Sunday, 20 January 2013

Maeve Binchy and Lorna Lewis

January's biting cold, damp, flurries of snow and 'resolute' bloggings about economy, diets and the like make me want to snuggle somewhere in peace and quiet with really escapist fiction. I've been out walking to the post office and bank already this weekend, but seem to be lacking a suitable hat. I have woolly ones that I can just pull on and wonder during each cold spell whether I shouldn't go and afford myself something smarter. Not that there's a milliner near me - I'd need to try a large department store.

I have two books on the go, which isn't many for me. One vintage, the other modern. I like a bit of contrast.

I've escaped into Maeve Binchy's last novel A Week in Winter. Not that I've finished it yet. However, first impressions are very positive. I was sorry to hear of her death last year and was delighted to find that she'd finished this novel. She seemed such a nice lady in all the positive senses of the word and this book is ahead of her usual high standard. We're back in small-town Ireland and one of life's survivors is using a lifetime's savings to buy and open a small hotel. Stone House was the former home of three spinster sisters and the sale allows Chicky redemption and to give back small kindnesses that had been so willingly offered to her. So far, a novel of friendship, family and kindness. Small things, yes, but they are the very best and most valuable of small things.

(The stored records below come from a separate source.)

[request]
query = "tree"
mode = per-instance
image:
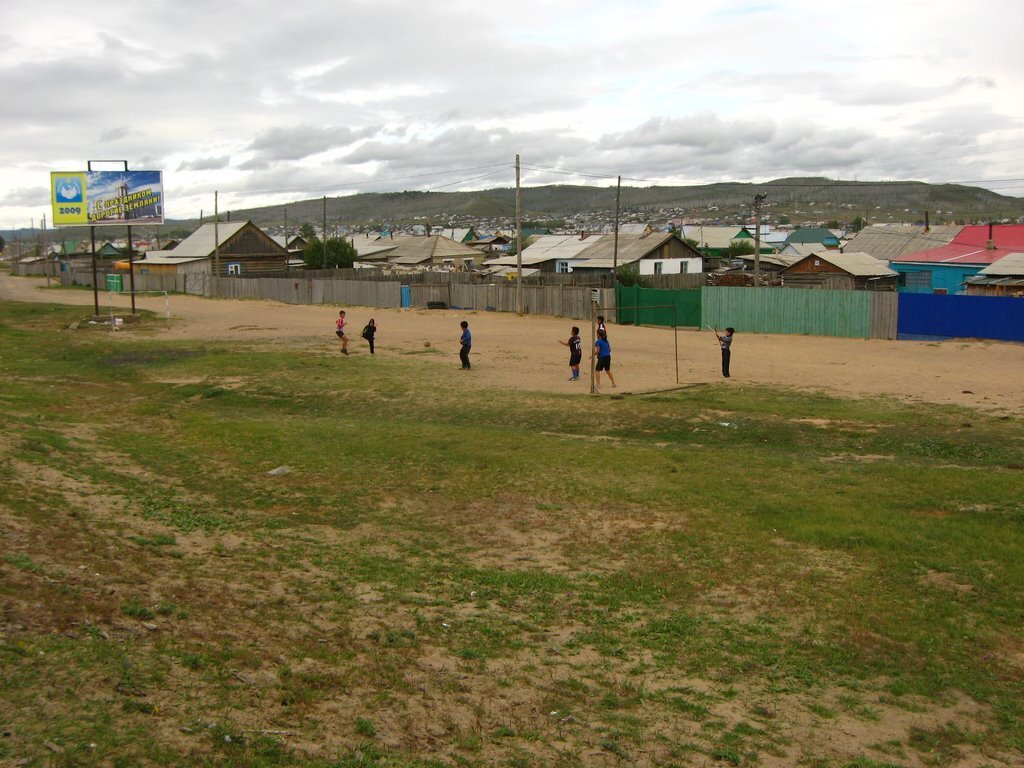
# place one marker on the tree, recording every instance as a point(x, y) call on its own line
point(340, 253)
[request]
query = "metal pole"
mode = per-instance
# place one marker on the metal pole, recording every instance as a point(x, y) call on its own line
point(95, 279)
point(614, 251)
point(131, 271)
point(758, 200)
point(518, 242)
point(593, 339)
point(287, 254)
point(675, 333)
point(42, 251)
point(216, 247)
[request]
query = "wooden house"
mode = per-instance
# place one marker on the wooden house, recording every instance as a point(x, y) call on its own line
point(230, 248)
point(840, 271)
point(1003, 278)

Vintage reading this week is from the reading room, so can't photograph or take it home. Which is a pity as the reading room is arctic. However, The Silver Bandbox is an enjoyable read that happens to be one of those 1950s 'career books for girls'. Lorna Lewis, an author I can recommend, did some good work in the 1950s and 1960s encouraging girls to consider jobs in hotels, management, factories and millinery in this last. Fanny Lea's adventures with 'flamingo-pink' cotton for the customers and 'tinned salmon' cotton for the workroom are enjoyable and from an era where all smart women wore hats for day-wear, not simply for weddings, if the wedding were especially smart. It's all about working hard, paying your dues and being rewarded by your employer, if you've put in the work to deserve it. There's something rather reassuring about that.